Imagine, if you can, a middle aged veteran who was injured in Desert Storm, is HIV positive and has paranoid schizophrenia. On a good day he may think that aliens or enemies are following him with intent to harm but he responds well to reassurances from caregivers. A doctor, or clinic in Southern Oregon decides to adopt a new policy to eliminate all opioid meds. This long term medication helps to alleviate pain from the patients war injuries but the doctor(s) are convinced that a standard anti inflammatory should be just as effective as the opioid has been. Unfortunately, the veteran begins to experience pain, “FIRE”, and delusions, “You’ve got to stop them!!!”. When reported to the MD the response is, “We are no longer prescribing opioid medication.” The pain and delusions continue. The patient stops eating, frequently screams, ” FIRE!”, pleading, “You’ve got to stop them!!!”. This disrupts the others who live in the same care home. Evetually, the patient is admitted to a psychiatric unit costing thousands of dollars a day. The patient is restrained, drugged, contracts pneumonia and dies, all of which would not likely ever have happened if the 4 daily pills had not been denied by the MD/Clinic.
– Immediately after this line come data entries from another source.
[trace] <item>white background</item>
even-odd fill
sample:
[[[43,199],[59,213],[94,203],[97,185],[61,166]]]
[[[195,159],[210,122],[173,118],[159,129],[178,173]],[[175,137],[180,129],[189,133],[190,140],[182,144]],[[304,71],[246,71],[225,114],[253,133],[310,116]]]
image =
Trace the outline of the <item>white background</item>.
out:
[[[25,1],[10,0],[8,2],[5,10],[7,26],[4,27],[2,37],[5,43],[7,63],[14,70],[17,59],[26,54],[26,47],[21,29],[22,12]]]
This is 1 situation where eliminating the opioid was a poor choice.This man would still be living quietly in his care home if his medical support had been more sympathetic to his unique circumstances.There are many others with unique circumstances.
It is not wise to paint every patient with the same brush.if this policy continues there will be fewer patients alive and therefore fewer using opioid pain meds. I guess that’s one way to reduce the use of opioid pain meds???